Это тебе щелчок по носу, генерал, усмехнулся он про себя, не занимайся бахвальством.
– Вы, наверное, уже написали об этом в Петербург? – неожиданно угрюмо спросил Невельской, и Муравьев очнулся от воспоминаний.
– О чем, Геннадий Иванович?
– Да об этом треклятом Аяне!
– Написал, – медленно, словно нащупывая причину странного скачка настроения собеседника, сказал он. – Миша Корсаков увез две докладные записки. – Генерал разлил коньяк и сделал из своей рюмочки маленький глоток, жестом пригласив Невельского присоединиться, но тот не поддержал его. – Вас что-то встревожило?
– Вы меня простите, Николай Николаевич, но моряки – народ прямой, и я лавировать, перекладывать галсы не буду…
– Так-так, интересно, – протянул Муравьев. – Вы не согласны со мной?
– Насчет Завойко я, конечно, не прав – погорячился, взревновал. Самому неприятно. А вот в отношении Аяна как такового, уж не обессудьте, не согласен.
– И в чем же, соблаговолите ответить? – Генерал даже не пытался скрыть сарказма, но Невельской, казалось, его не заметил.
– Понимаете, дорогой Николай Николаевич, мы уже почти двести лет владеем Камчаткой и могли убедиться, насколько надежно она изолирована от Сибири – тундра, тайга, горы, полная безлюдность и никаких дорог! Считать дорóгой нынешний Охотский тракт, как и будущий Аянский, положительно невозможно. Неслучайно еще сто лет назад появился проект снабжения Камчатки и Охотска по Амуру, и даже был создан секретный Нерчинский комитет для организации сплава по Амуру.

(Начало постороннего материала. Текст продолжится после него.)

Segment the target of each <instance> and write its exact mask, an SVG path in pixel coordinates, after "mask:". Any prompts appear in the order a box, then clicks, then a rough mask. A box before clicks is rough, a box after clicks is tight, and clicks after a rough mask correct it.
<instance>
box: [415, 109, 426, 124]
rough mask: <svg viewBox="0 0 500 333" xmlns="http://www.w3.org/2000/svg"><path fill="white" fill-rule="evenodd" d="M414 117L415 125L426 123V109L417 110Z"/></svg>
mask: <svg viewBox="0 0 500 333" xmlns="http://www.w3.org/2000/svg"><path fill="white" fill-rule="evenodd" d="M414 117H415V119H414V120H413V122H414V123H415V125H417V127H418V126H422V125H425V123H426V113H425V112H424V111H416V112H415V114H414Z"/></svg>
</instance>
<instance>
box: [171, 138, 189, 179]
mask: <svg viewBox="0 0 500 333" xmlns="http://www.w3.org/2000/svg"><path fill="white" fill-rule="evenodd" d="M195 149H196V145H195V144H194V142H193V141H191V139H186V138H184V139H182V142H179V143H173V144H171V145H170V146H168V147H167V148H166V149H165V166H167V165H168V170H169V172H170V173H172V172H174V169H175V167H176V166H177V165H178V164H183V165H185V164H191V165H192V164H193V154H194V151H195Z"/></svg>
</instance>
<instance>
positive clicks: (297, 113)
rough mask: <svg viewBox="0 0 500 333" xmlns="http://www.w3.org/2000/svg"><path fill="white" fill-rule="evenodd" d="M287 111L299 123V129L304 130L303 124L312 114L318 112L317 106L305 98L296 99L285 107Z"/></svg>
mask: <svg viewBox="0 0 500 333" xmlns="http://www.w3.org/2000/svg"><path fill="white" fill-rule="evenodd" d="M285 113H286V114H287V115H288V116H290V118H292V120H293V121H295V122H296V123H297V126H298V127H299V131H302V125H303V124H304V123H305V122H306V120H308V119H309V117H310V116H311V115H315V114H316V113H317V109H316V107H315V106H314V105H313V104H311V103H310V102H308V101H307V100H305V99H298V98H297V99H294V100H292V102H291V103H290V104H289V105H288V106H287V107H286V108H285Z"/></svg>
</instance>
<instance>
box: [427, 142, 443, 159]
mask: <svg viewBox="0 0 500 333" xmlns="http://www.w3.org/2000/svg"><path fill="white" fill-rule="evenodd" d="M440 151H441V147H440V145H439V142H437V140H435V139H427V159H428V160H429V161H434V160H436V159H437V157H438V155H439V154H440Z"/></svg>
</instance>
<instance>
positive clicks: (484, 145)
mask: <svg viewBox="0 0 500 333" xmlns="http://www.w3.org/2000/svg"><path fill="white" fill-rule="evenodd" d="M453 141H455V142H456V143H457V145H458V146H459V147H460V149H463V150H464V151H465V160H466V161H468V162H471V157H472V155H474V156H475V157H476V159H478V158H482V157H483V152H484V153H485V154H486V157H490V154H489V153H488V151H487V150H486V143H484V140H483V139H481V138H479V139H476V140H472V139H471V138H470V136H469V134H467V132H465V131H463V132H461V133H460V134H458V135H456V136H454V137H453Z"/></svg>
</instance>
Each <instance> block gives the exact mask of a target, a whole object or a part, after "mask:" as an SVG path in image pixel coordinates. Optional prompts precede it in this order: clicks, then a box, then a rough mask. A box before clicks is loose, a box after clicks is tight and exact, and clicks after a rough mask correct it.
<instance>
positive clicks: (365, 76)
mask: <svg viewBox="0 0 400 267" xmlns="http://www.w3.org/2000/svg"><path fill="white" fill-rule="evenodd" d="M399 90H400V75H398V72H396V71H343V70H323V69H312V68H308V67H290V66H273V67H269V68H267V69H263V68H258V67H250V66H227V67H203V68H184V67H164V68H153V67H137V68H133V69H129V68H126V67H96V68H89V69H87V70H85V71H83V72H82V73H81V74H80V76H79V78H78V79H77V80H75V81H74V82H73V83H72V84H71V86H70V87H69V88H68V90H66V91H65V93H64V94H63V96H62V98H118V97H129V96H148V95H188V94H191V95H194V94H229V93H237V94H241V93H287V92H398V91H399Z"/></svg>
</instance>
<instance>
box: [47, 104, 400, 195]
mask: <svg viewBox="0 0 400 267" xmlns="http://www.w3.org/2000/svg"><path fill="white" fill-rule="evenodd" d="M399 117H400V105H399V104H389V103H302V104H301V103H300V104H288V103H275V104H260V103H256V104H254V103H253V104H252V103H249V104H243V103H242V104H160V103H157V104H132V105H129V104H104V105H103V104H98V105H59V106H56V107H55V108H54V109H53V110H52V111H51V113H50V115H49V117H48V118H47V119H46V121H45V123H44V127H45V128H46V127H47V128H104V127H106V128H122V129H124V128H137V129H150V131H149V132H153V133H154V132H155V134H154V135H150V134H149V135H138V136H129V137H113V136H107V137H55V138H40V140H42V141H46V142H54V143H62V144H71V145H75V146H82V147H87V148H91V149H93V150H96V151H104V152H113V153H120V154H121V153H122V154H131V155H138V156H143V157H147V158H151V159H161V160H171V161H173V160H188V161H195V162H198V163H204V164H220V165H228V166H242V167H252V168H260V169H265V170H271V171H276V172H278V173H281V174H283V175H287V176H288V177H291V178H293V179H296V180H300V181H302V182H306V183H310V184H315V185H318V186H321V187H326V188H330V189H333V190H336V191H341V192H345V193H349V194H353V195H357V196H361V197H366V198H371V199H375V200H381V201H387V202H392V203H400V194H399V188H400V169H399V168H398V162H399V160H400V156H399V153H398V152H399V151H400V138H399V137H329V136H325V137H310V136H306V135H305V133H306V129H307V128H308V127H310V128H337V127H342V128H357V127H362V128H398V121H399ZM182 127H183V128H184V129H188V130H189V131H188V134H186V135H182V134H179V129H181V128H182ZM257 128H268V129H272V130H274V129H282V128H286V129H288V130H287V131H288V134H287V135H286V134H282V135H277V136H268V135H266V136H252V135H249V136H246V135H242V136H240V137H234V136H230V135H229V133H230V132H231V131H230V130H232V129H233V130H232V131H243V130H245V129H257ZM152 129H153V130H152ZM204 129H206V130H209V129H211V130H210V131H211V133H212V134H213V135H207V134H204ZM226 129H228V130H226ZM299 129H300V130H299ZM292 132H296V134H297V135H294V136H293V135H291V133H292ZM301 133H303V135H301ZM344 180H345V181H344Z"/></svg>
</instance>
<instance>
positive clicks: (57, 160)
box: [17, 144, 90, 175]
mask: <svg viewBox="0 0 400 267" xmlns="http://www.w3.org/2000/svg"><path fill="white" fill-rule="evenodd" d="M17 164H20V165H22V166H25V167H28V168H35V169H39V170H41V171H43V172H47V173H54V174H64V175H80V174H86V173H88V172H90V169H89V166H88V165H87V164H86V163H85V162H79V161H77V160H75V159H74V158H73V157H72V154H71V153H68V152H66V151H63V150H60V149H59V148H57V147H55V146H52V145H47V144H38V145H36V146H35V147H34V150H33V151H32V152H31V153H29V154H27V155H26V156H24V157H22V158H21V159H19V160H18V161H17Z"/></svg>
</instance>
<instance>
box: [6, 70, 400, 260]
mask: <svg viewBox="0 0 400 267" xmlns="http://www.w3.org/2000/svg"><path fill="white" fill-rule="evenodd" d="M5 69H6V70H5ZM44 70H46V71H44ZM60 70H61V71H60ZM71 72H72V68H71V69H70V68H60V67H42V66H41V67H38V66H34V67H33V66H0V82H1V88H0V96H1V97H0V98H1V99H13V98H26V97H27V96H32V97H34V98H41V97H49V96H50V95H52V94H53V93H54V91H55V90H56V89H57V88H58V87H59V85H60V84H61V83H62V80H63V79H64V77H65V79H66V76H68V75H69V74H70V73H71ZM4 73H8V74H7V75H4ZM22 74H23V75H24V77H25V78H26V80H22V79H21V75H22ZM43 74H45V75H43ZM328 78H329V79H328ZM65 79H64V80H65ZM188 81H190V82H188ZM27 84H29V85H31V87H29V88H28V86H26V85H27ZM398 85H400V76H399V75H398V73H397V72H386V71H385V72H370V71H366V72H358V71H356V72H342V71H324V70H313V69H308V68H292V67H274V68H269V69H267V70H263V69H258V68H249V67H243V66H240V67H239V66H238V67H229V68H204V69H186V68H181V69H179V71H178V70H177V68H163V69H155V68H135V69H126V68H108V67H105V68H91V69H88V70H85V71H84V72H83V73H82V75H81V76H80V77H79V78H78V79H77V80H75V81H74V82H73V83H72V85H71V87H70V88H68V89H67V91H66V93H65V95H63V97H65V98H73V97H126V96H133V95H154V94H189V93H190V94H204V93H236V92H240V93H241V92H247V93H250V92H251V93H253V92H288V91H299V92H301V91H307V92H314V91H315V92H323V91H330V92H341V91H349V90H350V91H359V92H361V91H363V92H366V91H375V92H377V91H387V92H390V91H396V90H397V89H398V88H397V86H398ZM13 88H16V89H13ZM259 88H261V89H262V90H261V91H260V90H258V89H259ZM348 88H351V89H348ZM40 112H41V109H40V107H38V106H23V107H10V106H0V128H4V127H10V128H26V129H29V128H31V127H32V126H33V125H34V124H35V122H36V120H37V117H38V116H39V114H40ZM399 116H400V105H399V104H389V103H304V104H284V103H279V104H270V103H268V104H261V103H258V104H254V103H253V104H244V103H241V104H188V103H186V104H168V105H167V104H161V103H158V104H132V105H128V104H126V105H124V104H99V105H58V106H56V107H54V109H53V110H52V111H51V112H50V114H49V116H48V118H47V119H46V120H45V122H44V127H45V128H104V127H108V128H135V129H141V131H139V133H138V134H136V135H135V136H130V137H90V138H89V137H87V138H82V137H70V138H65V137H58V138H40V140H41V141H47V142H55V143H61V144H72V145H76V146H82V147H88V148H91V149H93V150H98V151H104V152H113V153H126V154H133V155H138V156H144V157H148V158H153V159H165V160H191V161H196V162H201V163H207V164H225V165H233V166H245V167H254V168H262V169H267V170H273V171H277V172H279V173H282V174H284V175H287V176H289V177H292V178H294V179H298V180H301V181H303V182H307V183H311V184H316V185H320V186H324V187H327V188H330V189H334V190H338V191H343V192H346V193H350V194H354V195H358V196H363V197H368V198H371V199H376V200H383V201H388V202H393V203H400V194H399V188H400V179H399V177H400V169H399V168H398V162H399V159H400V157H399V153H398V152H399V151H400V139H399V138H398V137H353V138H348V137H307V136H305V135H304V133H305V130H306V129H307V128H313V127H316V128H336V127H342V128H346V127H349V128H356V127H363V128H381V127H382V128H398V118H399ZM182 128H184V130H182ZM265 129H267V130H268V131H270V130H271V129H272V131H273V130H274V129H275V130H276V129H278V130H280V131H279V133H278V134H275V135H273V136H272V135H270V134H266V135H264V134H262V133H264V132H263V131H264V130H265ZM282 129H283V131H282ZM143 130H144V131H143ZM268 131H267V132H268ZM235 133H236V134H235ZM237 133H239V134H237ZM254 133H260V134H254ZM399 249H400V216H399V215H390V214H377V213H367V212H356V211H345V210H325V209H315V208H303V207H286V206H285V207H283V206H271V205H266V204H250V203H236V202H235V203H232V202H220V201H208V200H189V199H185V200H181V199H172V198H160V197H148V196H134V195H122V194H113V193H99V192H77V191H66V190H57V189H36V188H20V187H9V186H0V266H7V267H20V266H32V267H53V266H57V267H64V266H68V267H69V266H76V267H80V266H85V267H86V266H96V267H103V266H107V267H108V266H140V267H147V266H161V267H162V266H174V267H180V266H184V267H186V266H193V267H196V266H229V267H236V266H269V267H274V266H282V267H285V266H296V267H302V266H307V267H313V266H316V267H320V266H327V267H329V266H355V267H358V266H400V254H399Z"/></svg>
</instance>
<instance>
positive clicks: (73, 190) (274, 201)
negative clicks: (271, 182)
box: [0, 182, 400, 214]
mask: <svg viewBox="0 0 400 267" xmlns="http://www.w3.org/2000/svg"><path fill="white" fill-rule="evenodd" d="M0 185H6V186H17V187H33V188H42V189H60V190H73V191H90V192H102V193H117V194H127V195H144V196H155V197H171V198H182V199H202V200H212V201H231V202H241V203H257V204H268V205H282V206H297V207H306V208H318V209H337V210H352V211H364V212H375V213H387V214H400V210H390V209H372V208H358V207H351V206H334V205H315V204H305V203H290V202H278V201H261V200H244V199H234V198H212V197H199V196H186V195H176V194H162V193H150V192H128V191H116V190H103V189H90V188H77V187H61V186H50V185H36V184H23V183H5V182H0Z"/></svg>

– Вот как? – удивился Муравьев. – Значит, мы не первые? Не знал, не знал…
– Да, люди были не глупее нас. И Петр Великий, и Екатерина-матушка на эту реку поглядывали.
– А чего же со сплавом не получилось?
– Да бежал из Нерчинска один каторжанин, видимо, что-то знал и выдал китайцам. Те пригрозили прекращением торговли, вот Сенат и отступил. Но эти прошедшие сто лет показали, что земледелие на Камчатке не снабжает даже то ничтожное население, что имеется в Петропавловске. А это значит, что в случае достаточно продолжительной войны с той же Англией Петропавловский порт долгой осады не выдержит. Даже если мы успеем его укрепить. Для его поддержки нужна сильная эскадра кораблей, которой у нас там еще долго не будет. Перегонять ее из Кронштадта, чтобы держать здесь на голодном пайке, смысла нет.
Муравьев слушал внимательно, не перебивая, и только пальцы, крутившие пустую рюмку, выказывали его внутреннее напряжение. Геннадий Иванович четко осознавал, что вставать поперек уже сложившегося решения весьма и весьма опасно, но остановиться не мог – честь и совесть не позволяли.
– Поэтому затраты, – продолжил он, упрямо наклонив голову, – которые понесет казна вследствие переноса Охотского порта в Петропавловск, а также укрепления последнего и обустройства тракта от Якутска до моря, будут, на мой взгляд, бесполезными. Они не дадут нужного результата.